This document provides a comprehensive reference for the statistical methods employed in Truthound for drift detection, anomaly detection, and distributional analysis.


Table of Contents

  1. Overview
  2. Drift Detection Methods
  3. Anomaly Detection Methods
  4. Distribution Analysis
  5. Statistical Thresholds
  6. Method Selection Guide
  7. Mathematical Foundations
  8. References

1. Overview

Truthound implements a suite of statistical methods for data quality validation:

Category Methods Primary Use Case
Drift Detection 14 methods (auto, ks, psi, chi2, js, kl, wasserstein, cvm, anderson, hellinger, bhattacharyya, tv, energy, mmd) Distribution comparison between datasets
Anomaly Detection Multiple methods Outlier and anomaly identification
Distribution Analysis Various methods Statistical characterization

All methods are optimized for Polars LazyFrame execution, enabling efficient processing of large-scale datasets.

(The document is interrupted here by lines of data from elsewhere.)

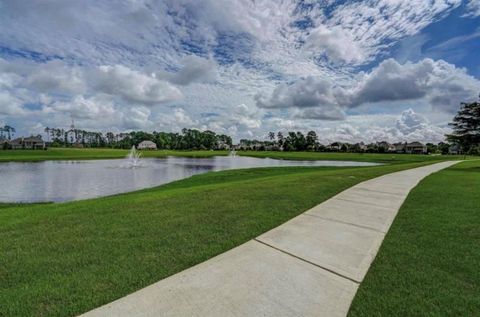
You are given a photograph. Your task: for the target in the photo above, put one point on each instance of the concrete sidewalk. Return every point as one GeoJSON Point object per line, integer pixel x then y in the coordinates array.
{"type": "Point", "coordinates": [309, 266]}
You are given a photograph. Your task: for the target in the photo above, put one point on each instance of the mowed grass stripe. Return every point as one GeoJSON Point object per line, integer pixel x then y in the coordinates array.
{"type": "Point", "coordinates": [65, 259]}
{"type": "Point", "coordinates": [429, 262]}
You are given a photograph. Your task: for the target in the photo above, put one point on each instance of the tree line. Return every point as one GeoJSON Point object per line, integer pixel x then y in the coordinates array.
{"type": "Point", "coordinates": [465, 136]}
{"type": "Point", "coordinates": [188, 139]}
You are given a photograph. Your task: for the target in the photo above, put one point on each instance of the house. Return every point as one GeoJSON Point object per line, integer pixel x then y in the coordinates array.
{"type": "Point", "coordinates": [222, 145]}
{"type": "Point", "coordinates": [455, 149]}
{"type": "Point", "coordinates": [399, 147]}
{"type": "Point", "coordinates": [416, 148]}
{"type": "Point", "coordinates": [29, 143]}
{"type": "Point", "coordinates": [147, 145]}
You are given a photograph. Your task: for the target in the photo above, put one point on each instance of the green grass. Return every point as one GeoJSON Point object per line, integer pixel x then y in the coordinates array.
{"type": "Point", "coordinates": [84, 154]}
{"type": "Point", "coordinates": [391, 158]}
{"type": "Point", "coordinates": [429, 263]}
{"type": "Point", "coordinates": [65, 259]}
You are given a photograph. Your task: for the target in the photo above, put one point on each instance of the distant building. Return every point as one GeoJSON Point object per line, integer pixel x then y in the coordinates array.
{"type": "Point", "coordinates": [416, 148]}
{"type": "Point", "coordinates": [399, 147]}
{"type": "Point", "coordinates": [147, 145]}
{"type": "Point", "coordinates": [222, 145]}
{"type": "Point", "coordinates": [29, 143]}
{"type": "Point", "coordinates": [455, 149]}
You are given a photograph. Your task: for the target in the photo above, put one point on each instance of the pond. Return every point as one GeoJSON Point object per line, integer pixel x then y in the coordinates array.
{"type": "Point", "coordinates": [60, 181]}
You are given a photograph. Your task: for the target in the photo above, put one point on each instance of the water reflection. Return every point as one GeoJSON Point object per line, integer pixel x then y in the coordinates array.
{"type": "Point", "coordinates": [72, 180]}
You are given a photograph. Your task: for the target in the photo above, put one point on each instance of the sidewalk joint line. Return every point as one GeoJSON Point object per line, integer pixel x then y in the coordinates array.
{"type": "Point", "coordinates": [377, 191]}
{"type": "Point", "coordinates": [343, 222]}
{"type": "Point", "coordinates": [367, 204]}
{"type": "Point", "coordinates": [309, 262]}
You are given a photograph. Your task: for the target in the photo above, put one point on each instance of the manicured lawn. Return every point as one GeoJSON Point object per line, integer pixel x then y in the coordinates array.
{"type": "Point", "coordinates": [429, 263]}
{"type": "Point", "coordinates": [65, 259]}
{"type": "Point", "coordinates": [83, 154]}
{"type": "Point", "coordinates": [359, 157]}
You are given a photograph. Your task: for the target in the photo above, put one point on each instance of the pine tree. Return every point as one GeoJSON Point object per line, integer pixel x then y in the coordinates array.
{"type": "Point", "coordinates": [466, 126]}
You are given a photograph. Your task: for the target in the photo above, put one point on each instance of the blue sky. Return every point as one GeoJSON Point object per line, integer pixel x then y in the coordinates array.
{"type": "Point", "coordinates": [350, 70]}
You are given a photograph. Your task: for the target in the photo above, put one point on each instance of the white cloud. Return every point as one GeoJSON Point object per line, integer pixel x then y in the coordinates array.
{"type": "Point", "coordinates": [10, 105]}
{"type": "Point", "coordinates": [133, 86]}
{"type": "Point", "coordinates": [336, 43]}
{"type": "Point", "coordinates": [194, 69]}
{"type": "Point", "coordinates": [439, 83]}
{"type": "Point", "coordinates": [170, 64]}
{"type": "Point", "coordinates": [83, 108]}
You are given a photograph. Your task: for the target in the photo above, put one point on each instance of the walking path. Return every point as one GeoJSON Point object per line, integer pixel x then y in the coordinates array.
{"type": "Point", "coordinates": [310, 266]}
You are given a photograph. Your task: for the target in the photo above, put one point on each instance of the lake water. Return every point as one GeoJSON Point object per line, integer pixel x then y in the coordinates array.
{"type": "Point", "coordinates": [73, 180]}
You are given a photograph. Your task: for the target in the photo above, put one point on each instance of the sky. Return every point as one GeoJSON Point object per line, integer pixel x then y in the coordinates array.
{"type": "Point", "coordinates": [350, 70]}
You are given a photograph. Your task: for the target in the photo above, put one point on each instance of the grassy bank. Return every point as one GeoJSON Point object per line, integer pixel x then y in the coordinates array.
{"type": "Point", "coordinates": [85, 154]}
{"type": "Point", "coordinates": [429, 262]}
{"type": "Point", "coordinates": [92, 154]}
{"type": "Point", "coordinates": [65, 259]}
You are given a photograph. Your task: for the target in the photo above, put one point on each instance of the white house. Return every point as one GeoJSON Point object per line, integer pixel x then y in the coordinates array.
{"type": "Point", "coordinates": [147, 145]}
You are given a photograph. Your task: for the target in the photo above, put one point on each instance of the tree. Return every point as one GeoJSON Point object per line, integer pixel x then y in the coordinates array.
{"type": "Point", "coordinates": [9, 130]}
{"type": "Point", "coordinates": [271, 136]}
{"type": "Point", "coordinates": [466, 126]}
{"type": "Point", "coordinates": [311, 140]}
{"type": "Point", "coordinates": [280, 139]}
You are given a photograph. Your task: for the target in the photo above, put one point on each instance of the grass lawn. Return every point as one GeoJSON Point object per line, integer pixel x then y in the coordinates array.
{"type": "Point", "coordinates": [84, 154]}
{"type": "Point", "coordinates": [429, 263]}
{"type": "Point", "coordinates": [65, 259]}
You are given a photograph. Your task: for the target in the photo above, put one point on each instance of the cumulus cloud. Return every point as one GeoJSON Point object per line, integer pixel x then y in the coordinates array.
{"type": "Point", "coordinates": [307, 93]}
{"type": "Point", "coordinates": [473, 9]}
{"type": "Point", "coordinates": [133, 85]}
{"type": "Point", "coordinates": [169, 61]}
{"type": "Point", "coordinates": [439, 83]}
{"type": "Point", "coordinates": [83, 108]}
{"type": "Point", "coordinates": [442, 84]}
{"type": "Point", "coordinates": [194, 69]}
{"type": "Point", "coordinates": [336, 43]}
{"type": "Point", "coordinates": [10, 105]}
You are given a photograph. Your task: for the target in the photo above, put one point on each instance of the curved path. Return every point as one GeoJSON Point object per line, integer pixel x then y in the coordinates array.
{"type": "Point", "coordinates": [309, 266]}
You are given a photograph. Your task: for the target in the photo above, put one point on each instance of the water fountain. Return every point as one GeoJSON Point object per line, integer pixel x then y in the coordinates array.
{"type": "Point", "coordinates": [232, 153]}
{"type": "Point", "coordinates": [134, 158]}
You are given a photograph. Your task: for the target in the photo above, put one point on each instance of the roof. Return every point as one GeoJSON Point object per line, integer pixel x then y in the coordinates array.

2. Drift Detection Methods

2.1 Kolmogorov-Smirnov Test (KS)

The Kolmogorov-Smirnov test measures the maximum distance between two empirical cumulative distribution functions.

Mathematical Definition:

D = max|F₁(x) - F₂(x)|

Where F₁ and F₂ are the empirical CDFs of the two samples.

Usage:

# KS test requires numeric columns
drift = th.compare(baseline, current, method="ks", columns=["age", "salary", "score"])

Note: KS test only works with numeric columns. For mixed data types, use method="auto".

Characteristics:

Aspect Description
Column Type Numeric only
Best For Continuous numeric distributions
Sensitivity Shape and location differences
Output D-statistic (0-1), p-value
Threshold p-value < 0.05 indicates drift

Interpretation:

p-value Interpretation
p < 0.05 Significant difference (reject null hypothesis)
p >= 0.05 No significant difference

2.2 Population Stability Index (PSI)

PSI quantifies how much a variable's distribution has shifted between two samples. Widely used in credit scoring and model monitoring.

Mathematical Definition:

PSI = Σ (Pᵢ - Qᵢ) × ln(Pᵢ / Qᵢ)

Where Pᵢ and Qᵢ are the proportions in bin i for baseline and current distributions.

Usage:

# PSI requires numeric columns
drift = th.compare(baseline, current, method="psi", columns=["age", "salary", "score"])

Note: PSI only works with numeric columns. For mixed data types, use method="auto".

Interpretation:

PSI Value Interpretation Action
< 0.1 No significant shift None required
0.1 - 0.25 Moderate shift Monitor closely
> 0.25 Significant shift Investigation required

Characteristics: - Numeric columns only - Automatic decile binning - Smoothing applied to prevent division by zero - Industry standard for model monitoring

2.3 Chi-Square Test

The chi-square test assesses independence between observed and expected categorical frequencies.

Mathematical Definition:

χ² = Σ (Oᵢ - Eᵢ)² / Eᵢ

Where Oᵢ is the observed frequency and Eᵢ is the expected frequency.

Usage:

drift = th.compare(baseline, current, method="chi2")

Characteristics:

Aspect Description
Best For Categorical variables
Output χ²-statistic, p-value
Degrees of Freedom k - 1 (where k is number of categories)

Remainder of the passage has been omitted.